The near-term inflation outlook is expected to improve on the back of vegetable price correction and the recent reduction in liquified petroleum gas (LPG) or cooking gas prices. ‘’The future trajectory will be conditioned by a number of factors such as lower area sown under pulses, dip in reservoir levels, El Niño conditions and volatile global energy and food prices,'' said the RBI.
The RBI Governor noted that against the backdrop of a challenging global environment, domestic economic activity in India has exhibited resilience, with growth projected at 6.5 per cent during 2023-24. The private sector investment is gathering pace with easing input cost pressures, he added.
‘’India is poised to become the new growth engine of the world backed by its strong domestic macroeconomic fundamentals and buffers. The judicious policy mix pursued during the recent years to deal with multiple and unparalleled shocks has fostered economic stability,'' said Das.
However, the heightened inflationary pressures during July-August, following the spike in vegetables prices, has again shown that headline inflation remains vulnerable to recurring and overlapping food price shocks, according to Das.
In September, retail inflation eased sharply to 5.02 per cent, coming within the RBI's tolerance band of 4 - 6 per cent, core inflation dipped to 4.7 per cent - the lowest since February 2020. ‘’Even as headline inflation experienced considerable volatility, a silver lining has been the declining core inflation, supported by declining cost push pressures and ongoing transmission of past monetary policy actions,'' said Das.
RBI's fundamental goal is to align inflation with the 4 per cent target and anchor inflation expectations. The cumulative policy repo rate hike of 250 basis points is still working its way through the economy. So, the MPC decided to keep the policy repo rate unchanged at 6.50 per cent, but with preparedness to undertake appropriate and timely policy actions, if the situation warrants.
‘’Monetary policy has to remain extra alert and ready to act, if the situation warrants. The hard earned macroeconomic stability has to be preserved,'' added the RBI Governor.
Broadly, MPC members agreed that even though the sharp increase in prices during July-August, now appears transitory, the pressures on price conditions still remain. Price pressures are likely to hurt headline inflation and near-term inflation prints need to be monitored carefully to look out for the moderation.
“If we tame inflation durably, we will prepare the ground for a long innings of strong and stable growth. Our projections anticipate that growth will gather positive momentum from the second quarter onwards,” said Dr. Michael Debabrata Patra, RBI Deputy Governor.
MPC members noted that if the inflation projections of 5.2 per cent in Q4 2023-24 and 4.3 per cent in Q4 2024- 25 hold, the alignment of inflation to the target could be underway. But, there is still a need to guard against risks from recurring weather related events and rise in global energy prices.
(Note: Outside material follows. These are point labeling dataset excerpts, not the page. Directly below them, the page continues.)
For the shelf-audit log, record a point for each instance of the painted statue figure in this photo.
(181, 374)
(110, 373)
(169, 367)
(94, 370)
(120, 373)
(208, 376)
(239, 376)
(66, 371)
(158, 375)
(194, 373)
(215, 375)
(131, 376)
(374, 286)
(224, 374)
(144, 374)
‘’It is necessary to assess the strength of the growth trajectory and inflation outlook in the medium term keeping in view the fact that the projected headline inflation remains above 5 per cent in the final three quarters of the current financial year,'' said Dr. Shashanka Bhide.
While most of the MPC members agreed on the current stance, Prof. Jayanth R. Varma voiced reservations. Successive meetings that promise to withdraw accommodation while actually keeping rates unchanged do not enhance the credibility of the MPC, according to Prof Varma.
‘’I would much prefer a stance in which words are consistent with the actions. Moreover, at this point of time, the guidance that the market really needs is not about how high the terminal repo rate would be, but about how long the rate would be maintained at a high level,'' said Prof. Varma.
‘’It would therefore be useful for the MPC to communicate its intention to keep real interest rates high enough for as long as is necessary to drive projected inflation close to the 4 per cent target on a sustainable basis,'' added Varma.
The next meeting of the MPC is scheduled during December 6-8, 2023.